Grayson joins more than 45 other school boards and representatives of 12 major education associations in Virginia who have adopted a resolution calling for state policymakers to change Virginia’s system of testing and accountability so that it is more effective in preparing students for college and careers and more valid in holding educators accountable for student achievement.
Locally, the Carroll County School Board also has adopted the resolution.
The resolution, which has also been adopted by one-third of the local school boards in the state, urges members of the General Assembly and other state policymakers to:
• eliminate the current pattern of over-testing by reducing the 34 Standards of Learning (SOL) tests taken by students in grades 3-11;
• include assessments in lieu of the SOL tests, which can more accurately determine growth in student achievement;
• use more reliable and valid measures of students’ attainment of knowledge and their application of analytical and problem-solving skills necessary for their futures;
• improve the preparation of students for college and careers;
• allow for failing students to retake tests when they are ready rather than wait months; and
• take into consideration a number of important factors when evaluating teachers, administrators and schools rather than over-emphasizing SOL test results.
Grayson’s specific resolution states that the school board “calls on the Virginia General Assembly to re-examine Virginia public school assessments and the system of accountability for which they form the basis to improve the current accountability system so that it encompasses balanced assessments, reflects great validity, uses more cost efficient sampling techniques and other external evaluation arrangements, allows for expedited test retakes, and more accurately reflects what students know, appreciate and can do in terms of the rigorous standards essential to their success, enhances the role of teachers as designers, guides to instruction and leaders, and nurtures the sense of inquiry and love of learning in all students.”

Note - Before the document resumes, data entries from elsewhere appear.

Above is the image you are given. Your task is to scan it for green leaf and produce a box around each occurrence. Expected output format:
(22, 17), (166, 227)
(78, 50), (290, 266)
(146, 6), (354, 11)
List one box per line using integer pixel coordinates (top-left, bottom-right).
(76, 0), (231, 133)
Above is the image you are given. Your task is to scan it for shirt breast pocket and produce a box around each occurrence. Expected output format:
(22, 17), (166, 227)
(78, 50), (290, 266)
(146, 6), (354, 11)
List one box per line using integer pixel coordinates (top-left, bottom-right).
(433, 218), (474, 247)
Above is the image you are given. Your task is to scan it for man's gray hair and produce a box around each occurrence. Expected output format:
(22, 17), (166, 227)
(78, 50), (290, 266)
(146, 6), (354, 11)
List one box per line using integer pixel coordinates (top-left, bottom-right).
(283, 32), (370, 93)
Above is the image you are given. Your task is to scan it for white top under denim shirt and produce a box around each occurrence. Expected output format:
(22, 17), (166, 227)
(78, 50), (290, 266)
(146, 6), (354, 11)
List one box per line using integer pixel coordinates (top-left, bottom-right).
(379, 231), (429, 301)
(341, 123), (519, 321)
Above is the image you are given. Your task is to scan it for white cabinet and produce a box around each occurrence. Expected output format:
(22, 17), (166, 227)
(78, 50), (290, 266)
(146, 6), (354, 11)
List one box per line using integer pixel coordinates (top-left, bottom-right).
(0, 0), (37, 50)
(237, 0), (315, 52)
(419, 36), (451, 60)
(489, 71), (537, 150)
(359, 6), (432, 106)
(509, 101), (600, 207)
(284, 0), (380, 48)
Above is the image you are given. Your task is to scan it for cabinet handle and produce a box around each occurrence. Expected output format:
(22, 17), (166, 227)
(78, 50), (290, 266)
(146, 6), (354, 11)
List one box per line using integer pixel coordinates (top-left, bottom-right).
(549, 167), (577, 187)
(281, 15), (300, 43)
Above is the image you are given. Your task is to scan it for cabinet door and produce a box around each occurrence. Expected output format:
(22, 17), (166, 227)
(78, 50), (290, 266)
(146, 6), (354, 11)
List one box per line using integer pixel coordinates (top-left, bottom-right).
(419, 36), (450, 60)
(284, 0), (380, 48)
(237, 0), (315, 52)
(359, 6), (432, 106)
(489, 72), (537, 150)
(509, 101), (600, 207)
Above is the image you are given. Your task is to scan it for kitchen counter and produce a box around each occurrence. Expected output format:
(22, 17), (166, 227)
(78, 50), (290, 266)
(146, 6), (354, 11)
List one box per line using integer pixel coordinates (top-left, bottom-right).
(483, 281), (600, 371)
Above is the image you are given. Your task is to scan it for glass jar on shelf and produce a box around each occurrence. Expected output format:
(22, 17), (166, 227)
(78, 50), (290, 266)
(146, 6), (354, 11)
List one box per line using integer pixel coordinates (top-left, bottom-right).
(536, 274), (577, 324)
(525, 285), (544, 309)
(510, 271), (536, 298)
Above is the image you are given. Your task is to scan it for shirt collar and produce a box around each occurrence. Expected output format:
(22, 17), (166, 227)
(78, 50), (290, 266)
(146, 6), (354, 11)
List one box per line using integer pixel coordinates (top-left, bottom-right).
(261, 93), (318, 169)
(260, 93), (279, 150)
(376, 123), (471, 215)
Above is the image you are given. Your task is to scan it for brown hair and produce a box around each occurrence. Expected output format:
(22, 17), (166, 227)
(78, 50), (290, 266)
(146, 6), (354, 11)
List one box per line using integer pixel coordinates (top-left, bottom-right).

Other key points in the Grayson School Board’s resolution included:
• “Our vision is for all students to be engaged in more meaningful learning activities that cultivate their unique individual talents, to provide options for students that are designed to respect how they learn best, and to embrace the concept that students can be both consumers and creators of knowledge; and
• “Imposing relentless test preparation and boring memorization of facts to enhance test performance is doing little more than stealing the love of learning from our students and assuring that we fall short of our goals.”
“The members of all 12 education organizations, which adopted the resolution, believe that holding educators accountable for student achievement is important, but not the way that it’s currently done by the state by testing students 34 times in grades 3-11 and by using invalid methods of measuring and comparing student progress for the purpose of evaluating educators,” said Steven R. Staples, executive director of the Virginia Association of School Superintendents and chairman of the Virginia Education Coalition.
He continued, “Educators welcome evaluation in order to receive constructive feedback; however, the state’s method of evaluating their performance based on improvement in test scores by comparing entirely different groups of students, is statistically invalid.”
The Virginia Education Coalition is comprised of 12 major education associations including: the Virginia Association of Elementary School Principals; the Virginia Association of Colleges for Teacher Education; the Virginia Association of School Superintendents; the Virginia Association of Secondary School Principals; the Virginia Association for Supervision and Curriculum Development; the Virginia Congress of Parents and Teachers; the Virginia Counselors Association; the Virginia Education Association; the Virginia Professors of Educational Leadership; the Virginia School Counselors Association; the Virginia School Boards Association; and the Virginia Middle School Association.